The introduction of proteomics, the capability to sequence proteins, serves as a precious supplementary tool for his or her holistic exploration. This approach empowers researchers to analyze their areas of interest comprehensively, spanning from the DNA level to the functional dimension of proteins.

About Jeff Hawkins

Jeff Hawkins has over 20 years of experience on the world’s leading life science and diagnostics corporations. Prior to Quantum-Si, Jeff was President and Chief Executive Officer of Truvian Sciences, Inc. where he led the evolution of the company’s benchtop blood testing system from a product concept. Jeff Hawkins holds a B.A. in Chemistry with honors from Concordia University in addition to an MBA from Keller Graduate School of Management.

About Quantum-Si

Quantum-Si was originally founded in 2013 by Jonathan Rothberg, who envisioned a recent frontier where biologists can speed up basic scientific insights and biomedical advances through the ability of next-generation protein sequencing. 
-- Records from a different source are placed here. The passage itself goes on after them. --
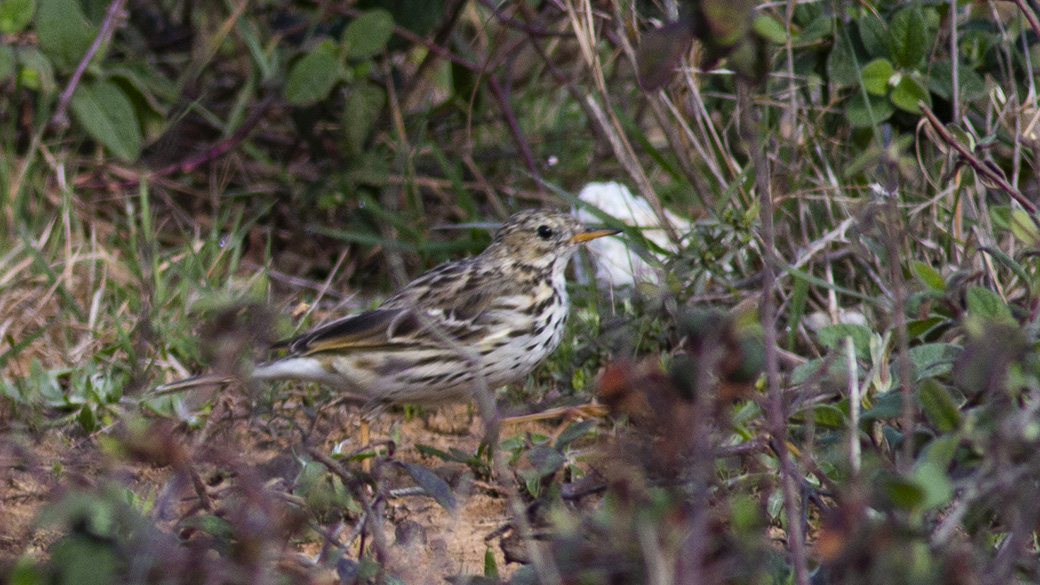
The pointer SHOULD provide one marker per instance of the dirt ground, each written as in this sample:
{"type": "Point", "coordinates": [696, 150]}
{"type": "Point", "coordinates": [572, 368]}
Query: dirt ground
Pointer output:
{"type": "Point", "coordinates": [36, 469]}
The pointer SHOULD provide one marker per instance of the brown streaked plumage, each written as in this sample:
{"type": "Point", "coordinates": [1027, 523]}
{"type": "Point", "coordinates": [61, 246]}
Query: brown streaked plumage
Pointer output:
{"type": "Point", "coordinates": [485, 321]}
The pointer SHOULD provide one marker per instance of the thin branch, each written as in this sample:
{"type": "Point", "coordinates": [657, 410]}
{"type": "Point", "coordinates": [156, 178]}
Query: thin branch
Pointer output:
{"type": "Point", "coordinates": [980, 167]}
{"type": "Point", "coordinates": [777, 412]}
{"type": "Point", "coordinates": [1032, 18]}
{"type": "Point", "coordinates": [60, 118]}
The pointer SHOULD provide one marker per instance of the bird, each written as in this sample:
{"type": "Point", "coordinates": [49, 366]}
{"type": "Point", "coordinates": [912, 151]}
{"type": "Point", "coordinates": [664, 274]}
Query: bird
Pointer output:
{"type": "Point", "coordinates": [486, 321]}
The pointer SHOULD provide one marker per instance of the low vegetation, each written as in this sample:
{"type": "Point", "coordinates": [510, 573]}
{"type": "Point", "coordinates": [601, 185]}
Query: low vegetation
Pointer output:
{"type": "Point", "coordinates": [835, 378]}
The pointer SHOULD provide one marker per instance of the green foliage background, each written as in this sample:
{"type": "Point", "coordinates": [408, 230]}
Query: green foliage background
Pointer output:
{"type": "Point", "coordinates": [162, 161]}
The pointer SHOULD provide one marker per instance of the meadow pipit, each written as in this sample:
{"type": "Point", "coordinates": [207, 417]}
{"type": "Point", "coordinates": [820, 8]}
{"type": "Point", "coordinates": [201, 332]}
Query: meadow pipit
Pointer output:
{"type": "Point", "coordinates": [481, 322]}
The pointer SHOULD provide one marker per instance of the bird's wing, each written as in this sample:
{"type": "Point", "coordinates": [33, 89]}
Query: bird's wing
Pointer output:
{"type": "Point", "coordinates": [449, 299]}
{"type": "Point", "coordinates": [368, 330]}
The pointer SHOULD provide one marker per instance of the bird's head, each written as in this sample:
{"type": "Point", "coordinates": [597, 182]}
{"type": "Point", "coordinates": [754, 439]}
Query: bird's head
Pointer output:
{"type": "Point", "coordinates": [542, 239]}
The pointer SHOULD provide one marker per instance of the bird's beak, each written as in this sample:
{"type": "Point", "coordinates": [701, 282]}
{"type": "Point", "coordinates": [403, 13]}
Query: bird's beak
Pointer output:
{"type": "Point", "coordinates": [593, 234]}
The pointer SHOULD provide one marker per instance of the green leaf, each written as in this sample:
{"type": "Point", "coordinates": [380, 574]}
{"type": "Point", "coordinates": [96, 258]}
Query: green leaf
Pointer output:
{"type": "Point", "coordinates": [770, 28]}
{"type": "Point", "coordinates": [829, 415]}
{"type": "Point", "coordinates": [545, 460]}
{"type": "Point", "coordinates": [1024, 228]}
{"type": "Point", "coordinates": [841, 62]}
{"type": "Point", "coordinates": [928, 276]}
{"type": "Point", "coordinates": [902, 492]}
{"type": "Point", "coordinates": [214, 526]}
{"type": "Point", "coordinates": [314, 75]}
{"type": "Point", "coordinates": [876, 76]}
{"type": "Point", "coordinates": [573, 432]}
{"type": "Point", "coordinates": [15, 15]}
{"type": "Point", "coordinates": [432, 484]}
{"type": "Point", "coordinates": [35, 71]}
{"type": "Point", "coordinates": [6, 62]}
{"type": "Point", "coordinates": [62, 30]}
{"type": "Point", "coordinates": [940, 81]}
{"type": "Point", "coordinates": [908, 37]}
{"type": "Point", "coordinates": [983, 303]}
{"type": "Point", "coordinates": [940, 451]}
{"type": "Point", "coordinates": [360, 112]}
{"type": "Point", "coordinates": [934, 483]}
{"type": "Point", "coordinates": [932, 359]}
{"type": "Point", "coordinates": [368, 33]}
{"type": "Point", "coordinates": [874, 33]}
{"type": "Point", "coordinates": [833, 337]}
{"type": "Point", "coordinates": [908, 92]}
{"type": "Point", "coordinates": [887, 405]}
{"type": "Point", "coordinates": [108, 117]}
{"type": "Point", "coordinates": [865, 112]}
{"type": "Point", "coordinates": [938, 406]}
{"type": "Point", "coordinates": [918, 327]}
{"type": "Point", "coordinates": [962, 136]}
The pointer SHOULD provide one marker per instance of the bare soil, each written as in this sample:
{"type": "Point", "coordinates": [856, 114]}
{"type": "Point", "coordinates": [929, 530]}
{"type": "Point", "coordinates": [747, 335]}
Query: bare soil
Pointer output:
{"type": "Point", "coordinates": [431, 542]}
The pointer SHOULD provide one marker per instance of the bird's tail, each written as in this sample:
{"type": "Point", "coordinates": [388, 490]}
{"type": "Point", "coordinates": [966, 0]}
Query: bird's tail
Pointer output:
{"type": "Point", "coordinates": [191, 383]}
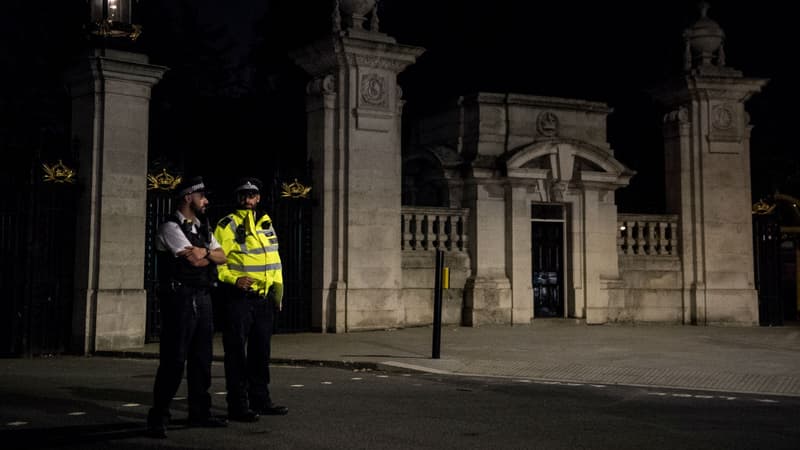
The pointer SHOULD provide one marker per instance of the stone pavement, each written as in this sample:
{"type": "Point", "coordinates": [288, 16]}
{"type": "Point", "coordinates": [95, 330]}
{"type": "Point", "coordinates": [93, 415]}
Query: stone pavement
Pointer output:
{"type": "Point", "coordinates": [762, 360]}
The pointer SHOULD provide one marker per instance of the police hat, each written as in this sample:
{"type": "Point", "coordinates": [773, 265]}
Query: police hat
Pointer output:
{"type": "Point", "coordinates": [190, 186]}
{"type": "Point", "coordinates": [248, 184]}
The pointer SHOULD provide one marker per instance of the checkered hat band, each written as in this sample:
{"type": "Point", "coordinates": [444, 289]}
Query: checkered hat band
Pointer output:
{"type": "Point", "coordinates": [193, 188]}
{"type": "Point", "coordinates": [247, 187]}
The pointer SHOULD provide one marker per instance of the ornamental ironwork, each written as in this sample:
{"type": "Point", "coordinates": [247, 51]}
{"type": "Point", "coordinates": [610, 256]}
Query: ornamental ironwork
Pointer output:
{"type": "Point", "coordinates": [163, 181]}
{"type": "Point", "coordinates": [58, 173]}
{"type": "Point", "coordinates": [295, 190]}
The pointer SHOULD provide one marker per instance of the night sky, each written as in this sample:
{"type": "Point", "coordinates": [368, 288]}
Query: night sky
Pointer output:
{"type": "Point", "coordinates": [231, 86]}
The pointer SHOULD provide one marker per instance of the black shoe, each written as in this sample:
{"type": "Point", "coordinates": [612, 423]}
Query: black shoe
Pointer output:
{"type": "Point", "coordinates": [156, 431]}
{"type": "Point", "coordinates": [207, 422]}
{"type": "Point", "coordinates": [272, 410]}
{"type": "Point", "coordinates": [156, 424]}
{"type": "Point", "coordinates": [243, 416]}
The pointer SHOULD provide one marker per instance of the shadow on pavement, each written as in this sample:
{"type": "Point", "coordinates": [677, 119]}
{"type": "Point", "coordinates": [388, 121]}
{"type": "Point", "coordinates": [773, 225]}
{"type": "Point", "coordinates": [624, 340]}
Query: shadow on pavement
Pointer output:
{"type": "Point", "coordinates": [74, 436]}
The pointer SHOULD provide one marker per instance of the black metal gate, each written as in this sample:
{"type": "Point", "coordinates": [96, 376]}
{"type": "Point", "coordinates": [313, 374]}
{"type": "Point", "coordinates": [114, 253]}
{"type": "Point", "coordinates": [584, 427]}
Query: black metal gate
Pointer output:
{"type": "Point", "coordinates": [291, 218]}
{"type": "Point", "coordinates": [547, 243]}
{"type": "Point", "coordinates": [37, 241]}
{"type": "Point", "coordinates": [159, 206]}
{"type": "Point", "coordinates": [766, 237]}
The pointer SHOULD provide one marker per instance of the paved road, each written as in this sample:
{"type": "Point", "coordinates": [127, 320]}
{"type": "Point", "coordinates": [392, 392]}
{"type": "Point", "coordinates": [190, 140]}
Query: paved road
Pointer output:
{"type": "Point", "coordinates": [74, 402]}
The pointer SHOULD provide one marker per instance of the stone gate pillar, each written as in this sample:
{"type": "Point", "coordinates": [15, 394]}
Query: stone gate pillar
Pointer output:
{"type": "Point", "coordinates": [110, 112]}
{"type": "Point", "coordinates": [353, 110]}
{"type": "Point", "coordinates": [707, 151]}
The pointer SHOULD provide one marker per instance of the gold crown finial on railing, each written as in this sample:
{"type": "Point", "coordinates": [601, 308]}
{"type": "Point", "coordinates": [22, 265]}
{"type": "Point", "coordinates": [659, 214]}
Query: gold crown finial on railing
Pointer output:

Quantum-Si goals to revolutionize proteomics, by bringing single-molecule protein evaluation to each lab, in every single place, to generate a greater understanding of proteins’ role in cell biology and disease. The corporate’s instrument, called Platinum™, is powered by a first-of-its-kind semiconductor chip, and enables researchers through  next-generation protein sequencing to know what is actually happening on the protein, peptide or amino acid level to fuel recent discoveries.